Barriers (at the task invocation level) are a mechanism that requires careful usage. They don't simply enforce that a kernel invocation waits behind another kernel invocation (or copy), they prevent the successor from starting until the predecessor has completely finished. Sometimes they are necessary, because the first task writes to random parts of the target and the second cannot use that target as input if writes from the first task would get lost.
Any time you ask a GPU to "completely finish" you're going to waste a lot of shader/TEX/ROP/memory cycles. The invocation that's finishing will gradually go from using the whole GPU down to using none of the GPU as work runs out. The invocation that starts after the barrier will take time to fill the GPU with work, too.
So, if you can, you should avoid an algorithm that requires task-level barriers.
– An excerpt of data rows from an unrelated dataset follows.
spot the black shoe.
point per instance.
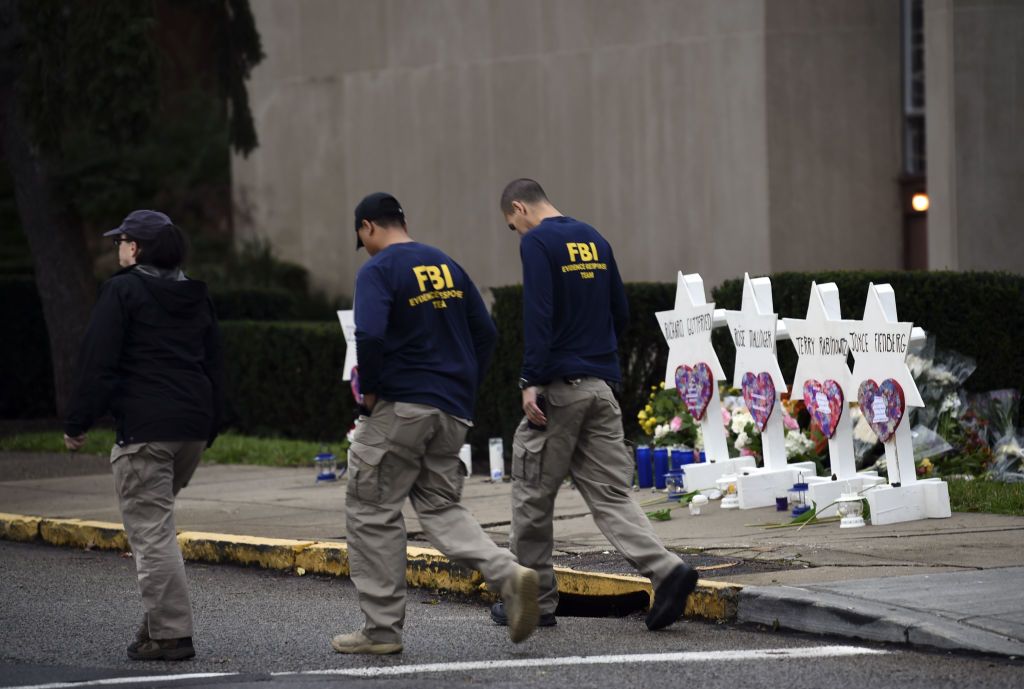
(499, 616)
(670, 597)
(162, 649)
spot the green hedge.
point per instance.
(254, 304)
(980, 314)
(285, 378)
(26, 370)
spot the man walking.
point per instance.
(152, 356)
(424, 340)
(574, 309)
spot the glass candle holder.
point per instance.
(850, 507)
(674, 484)
(730, 497)
(696, 503)
(327, 466)
(798, 499)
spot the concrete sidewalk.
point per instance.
(952, 584)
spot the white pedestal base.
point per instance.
(823, 491)
(701, 476)
(758, 487)
(928, 499)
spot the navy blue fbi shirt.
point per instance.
(422, 332)
(574, 305)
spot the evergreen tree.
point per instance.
(82, 115)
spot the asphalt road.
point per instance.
(67, 615)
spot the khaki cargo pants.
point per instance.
(147, 476)
(410, 450)
(584, 439)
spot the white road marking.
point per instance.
(682, 656)
(125, 680)
(686, 656)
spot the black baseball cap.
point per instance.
(142, 225)
(375, 206)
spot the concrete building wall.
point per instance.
(975, 114)
(834, 134)
(699, 135)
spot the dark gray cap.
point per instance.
(142, 225)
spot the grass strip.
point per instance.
(988, 497)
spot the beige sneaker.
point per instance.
(520, 604)
(357, 642)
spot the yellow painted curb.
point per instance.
(599, 584)
(426, 567)
(715, 601)
(247, 550)
(18, 527)
(324, 558)
(84, 533)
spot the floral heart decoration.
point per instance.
(883, 405)
(759, 395)
(825, 403)
(695, 386)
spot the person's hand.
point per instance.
(529, 407)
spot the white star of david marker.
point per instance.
(347, 319)
(687, 330)
(820, 341)
(880, 344)
(753, 330)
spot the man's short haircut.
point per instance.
(167, 250)
(390, 221)
(522, 189)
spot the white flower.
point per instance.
(797, 443)
(916, 364)
(862, 431)
(740, 417)
(950, 402)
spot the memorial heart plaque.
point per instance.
(759, 395)
(825, 403)
(694, 386)
(882, 405)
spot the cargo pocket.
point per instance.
(366, 480)
(412, 427)
(527, 457)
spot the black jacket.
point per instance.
(152, 356)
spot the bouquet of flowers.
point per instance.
(666, 420)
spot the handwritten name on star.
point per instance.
(879, 343)
(683, 328)
(821, 346)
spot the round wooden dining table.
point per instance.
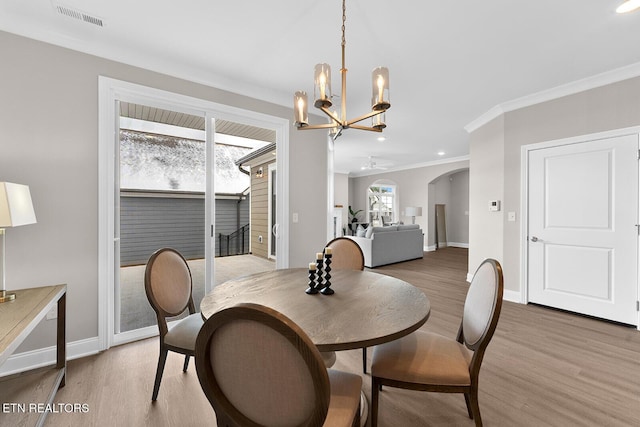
(366, 309)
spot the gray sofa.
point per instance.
(386, 245)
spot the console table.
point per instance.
(18, 318)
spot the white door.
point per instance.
(272, 217)
(583, 238)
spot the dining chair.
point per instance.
(258, 368)
(167, 282)
(347, 255)
(426, 361)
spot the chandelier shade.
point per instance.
(323, 95)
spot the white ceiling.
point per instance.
(450, 61)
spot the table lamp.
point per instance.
(413, 212)
(15, 209)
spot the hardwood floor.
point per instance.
(543, 368)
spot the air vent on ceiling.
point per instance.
(79, 15)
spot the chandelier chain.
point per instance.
(344, 19)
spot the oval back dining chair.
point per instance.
(427, 361)
(168, 285)
(258, 368)
(346, 255)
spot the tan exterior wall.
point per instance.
(260, 211)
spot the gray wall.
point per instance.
(413, 190)
(341, 194)
(49, 141)
(458, 212)
(495, 151)
(452, 190)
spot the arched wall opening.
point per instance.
(450, 189)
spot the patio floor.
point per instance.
(135, 311)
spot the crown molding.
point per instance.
(407, 167)
(145, 61)
(582, 85)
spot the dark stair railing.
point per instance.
(236, 243)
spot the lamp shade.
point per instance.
(413, 211)
(15, 205)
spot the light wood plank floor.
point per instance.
(543, 368)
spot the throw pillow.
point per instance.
(369, 232)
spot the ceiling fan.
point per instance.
(371, 164)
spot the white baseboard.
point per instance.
(507, 294)
(458, 245)
(513, 296)
(47, 356)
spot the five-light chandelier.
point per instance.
(322, 95)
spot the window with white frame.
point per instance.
(381, 204)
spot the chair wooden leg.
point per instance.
(468, 402)
(356, 419)
(375, 390)
(475, 407)
(364, 360)
(162, 358)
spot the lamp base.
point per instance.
(6, 296)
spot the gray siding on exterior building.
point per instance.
(172, 220)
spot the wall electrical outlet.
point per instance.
(53, 313)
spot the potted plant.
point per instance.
(354, 214)
(354, 218)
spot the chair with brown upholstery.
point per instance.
(167, 282)
(258, 368)
(427, 361)
(347, 255)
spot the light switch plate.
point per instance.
(53, 313)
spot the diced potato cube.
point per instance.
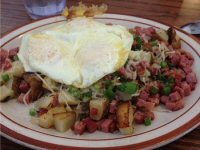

Alternatively, you create multiple, parallel, queues each of which has its own sequence of tasks separated by barriers. But, now you need an algorithm which can be chopped up into such small pieces as to be spread over multiple queues.
If you can chop up an algorithm like this, then you can also stripe the tasks in a single queue: A1, B1, C1, A2, B2, C2.
The upshot is that it takes time to examine these implementation alternatives, multiplied by the types of GPU you might encounter. And there may be algorithms that obviate the need to wait for an invocation to completely finish, but they have to be found.
Hopefully low-level D3D12 coders will accept that they can write auto-tuning task managers rather than drudge through the full nightmare of catering for all the quirks. And PC gamers are used to frobnicating their graphics options to get the performance/IQ balance they want, so finding algorithms that are relatively stable in their performance profile across IQ and GPU capabilities is prolly more important.